Kunisada II Utagawa, ”The Dragon” From the series, Modern Illustrations of Buddhist Precepts.

Research into the historical context of Chinese and Japanese dragons is making me even more excited to flesh out the rest of the project, and to analyze what dragons and snakes may indicate about China and Japan through their stories.

-Will Sarros

Group 2: Monday Update

It was another great day of group work. We picked a topic and even started finding some stories that go along with it. Our topic at this point is:
“Buddhism as influential in both Chinese and Japanese tales and how each culture intertwined Buddhism with existing ideology.”

The time periods we will be focusing on are the Tang Dynasty (China): 618-907 c.e. and Japan: 700-1300 c.e. Some ideas for subtopics also include the Asuka period and Soga clan sponsoring Buddhism. Emperor Tenmu and banning of eating certain meats. The Nara period and the actual intro of Buddhism. Some possible tales that we can use are:
-“The invisible man” Japanese tales 99
-“Dyeing castle” Japanese tales 102
– “Journey to the West” Chinese Tale
-“Dragon Kings Daughter” Chinese Tale
We are beginning to plan and outline our script for the podcast. This is still a work in progress but we are confident that we will be able to get some audio recorded this week. A lot of progress was made today and the project is coming along nicely.

Group 5 Day 4: Exploring Chinese and Indian Influences on Japanese Tales


Happy Friday everyone!

We wanted to thank everyone for the questions and input after the first presentation, we will definitely take your comments and ideas into consideration.

One thing that came up during our group discussion today was the fact that finding secondary sources, particularly monographs, has not been as easy as we expected for our broad topic of snakes and dragons within Japanese folklore. Internet searches we have done to familiarize ourselves with Japanese snake and dragon lore have brought up interesting tales, but often come from unreliable sources. Another concern is that many of these websites seem to confuse snakes and dragons, calling a creature a snake in one moment and then a dragon in another. Although Royall Tyler in his introduction to Japanese Tales notes that the “boundary” between the two creatures are often vague, distinctions do exist.

But what really interested me today was the idea that snakes and dragons in Japanese folklore not only have Chinese influences but also Indian influences through Buddhism AND Hinduism. Seeing as Buddhism originated in India, making its way to China, and later arriving in Japan, this makes a lot of sense. Due to the fact that these revelations come from non-peer-reviewed sources, we will, of course, have to find more credible sources that back up these statements, especially for specific connections.

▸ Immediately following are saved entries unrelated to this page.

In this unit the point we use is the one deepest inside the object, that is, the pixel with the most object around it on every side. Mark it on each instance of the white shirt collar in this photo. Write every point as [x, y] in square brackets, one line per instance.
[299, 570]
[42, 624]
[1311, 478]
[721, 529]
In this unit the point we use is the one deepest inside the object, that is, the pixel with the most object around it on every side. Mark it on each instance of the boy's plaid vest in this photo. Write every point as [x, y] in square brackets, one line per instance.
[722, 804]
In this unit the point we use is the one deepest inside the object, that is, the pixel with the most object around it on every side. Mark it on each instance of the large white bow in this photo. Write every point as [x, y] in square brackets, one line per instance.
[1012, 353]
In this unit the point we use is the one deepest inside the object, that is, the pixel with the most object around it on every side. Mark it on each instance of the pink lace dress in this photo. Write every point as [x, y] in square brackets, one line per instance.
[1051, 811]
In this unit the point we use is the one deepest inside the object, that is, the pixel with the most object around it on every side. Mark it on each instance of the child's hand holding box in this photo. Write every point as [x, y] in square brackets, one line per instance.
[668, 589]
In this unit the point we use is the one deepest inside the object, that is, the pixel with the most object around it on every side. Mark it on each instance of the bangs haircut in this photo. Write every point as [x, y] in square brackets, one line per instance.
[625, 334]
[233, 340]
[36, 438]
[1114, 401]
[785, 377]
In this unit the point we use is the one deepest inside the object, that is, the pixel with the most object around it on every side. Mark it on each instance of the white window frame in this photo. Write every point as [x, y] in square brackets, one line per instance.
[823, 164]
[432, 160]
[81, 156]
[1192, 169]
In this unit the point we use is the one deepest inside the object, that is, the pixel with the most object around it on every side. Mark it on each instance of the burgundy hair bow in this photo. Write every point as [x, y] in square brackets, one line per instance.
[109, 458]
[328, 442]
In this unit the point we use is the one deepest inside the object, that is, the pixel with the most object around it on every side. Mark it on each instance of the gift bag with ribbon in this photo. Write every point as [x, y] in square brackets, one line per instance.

But, I decided to do some investigations into snakes and dragons within Chinese and Indian mythology and this is what I found:

According to the Index of Chinese Names and Terms within Anne Birrell’s Chinese Mythology: An Introduction, snakes and dragons have very distinct connotations and associated motifs within Chinese mythology. Insights into the way Chinese mythology looks at these creatures could be beneficial when we look at their roles within Japanese tales. Snakes are associated with supernatural powers and often serve as the bottom half of a deity. They are also associated with motifs of “cosmic knowledge and power, divine creature, emblem and deity” (Birell 310). Dragons are also associated with knowledge of the cosmos as well as rain, which is something we have already learned about concerning Japanese dragons (Birell 299).

In regards to possible Indian influence, there was mention of the Nagas, an animal deity popular in Indian mythology, in our group discussion. Veronica Ions’ Indian Mythology describes the Nagas as a serpent-like race, often seen as demons and lovers of gems. They are associated with certain gods such as Vishnu and Shiva (Ions 109).

We look forward to investigating more the many qualities of snakes and dragons within Japanese mythology and their ties to other Asian cultures. Thanks for reading!


*** This is Caitlin Johnson’s post. I’m posting on her behalf (copying and pasting the wonderful stuff above from what she forwarded to me due to technical issues!)